I recently returned from a trip to Arequipa, Peru with my church. It was a mission focused on being with the people and then going where wanted and needed. The people there are poorer than we could ever imagine – as in not having food for TODAY. Living in cinder block 8′ x 8′ huts with corrugated metal roofs, no insulation, no running water, no heat, maybe electricity in the form of one light bulb run off of an extension cord. Health wise, with no running hot water, they bathe infrequently in cold water, dental care is non-existent, medical care is scarce. Domestic violence is common. Men will go out looking for work 6 days per week and find 3 days of either fieldwork or construction work if they are lucky. But the abundance of their spirit is profoundly moving – the warmth, openness, generosity, humbleness.

I came realizing how very fortunate I am and we all are.
When I was there, I lamented that, as a lawyer, I had no “useful” skill like medicine, etc. But I soon realized that I could make a difference in other ways. I sat in on a round-table meeting of the lady workers at my friend’s card factory and one young girl spoke about how her father would not pay his child support arrears. Not surprisingly, the father did not want her working at the card factory as it is a place where women are being empowered financially and emotionally. From that, I accompanied her down to the volunteer lawyer’s office to start the process of bringing her father into court. She was scared, but when I asked her what it was going to be like when she was making more money than her abusive father, she lit up!

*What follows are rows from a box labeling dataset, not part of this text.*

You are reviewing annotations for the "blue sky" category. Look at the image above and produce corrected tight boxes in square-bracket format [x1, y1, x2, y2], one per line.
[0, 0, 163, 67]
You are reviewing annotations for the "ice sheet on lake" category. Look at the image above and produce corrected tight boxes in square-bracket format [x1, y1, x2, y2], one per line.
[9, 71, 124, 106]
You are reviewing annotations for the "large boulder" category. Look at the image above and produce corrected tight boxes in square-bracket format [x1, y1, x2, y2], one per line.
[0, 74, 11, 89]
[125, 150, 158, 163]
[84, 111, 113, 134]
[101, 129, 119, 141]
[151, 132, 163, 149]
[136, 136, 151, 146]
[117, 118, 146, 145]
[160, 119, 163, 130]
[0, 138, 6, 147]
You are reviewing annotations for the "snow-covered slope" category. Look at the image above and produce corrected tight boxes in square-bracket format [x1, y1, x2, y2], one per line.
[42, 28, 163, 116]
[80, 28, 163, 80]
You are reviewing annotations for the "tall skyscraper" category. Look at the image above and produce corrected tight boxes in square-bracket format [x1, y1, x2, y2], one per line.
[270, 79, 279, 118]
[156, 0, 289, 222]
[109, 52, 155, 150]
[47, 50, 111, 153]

Bettye and I decided to sponsor 10 handicapped children, so I enrolled one taxi driver, 2 social workers and a translator to take me on home visits to each of the 10 so I could meet them. For $20 per month, I can have one lunch out or they can be fed, schooled and receive medical care.

We also decided to buy a new wheelchair for one of the workers who had Muscular Dystrophy (Charcot) just like Bettye. She had been using standard skinny tires – getting pushed half mile each way on loose dirt road from home to work and back. SO we got her a chair up-fitted with “sand tires” so now she can glide over the dust. While at the medical supply store, I enrolled the owner in throwing in a walker for her similarly disabled brother.

My church people said that they had never gotten so much done in a week.
What I also shifted for myself is that I put aside my conversation about “keep them at arm’s length, I don’t want to get sick” and embraced these wonderful people – physically and emotionally. I hugged and hugged, and never got sick. Instead, I made a difference for these people.

This trip was about transformation where the rubber meets the road – meet people who are in deep crisis and turn it around for them with employment, support, action and just whatever it takes.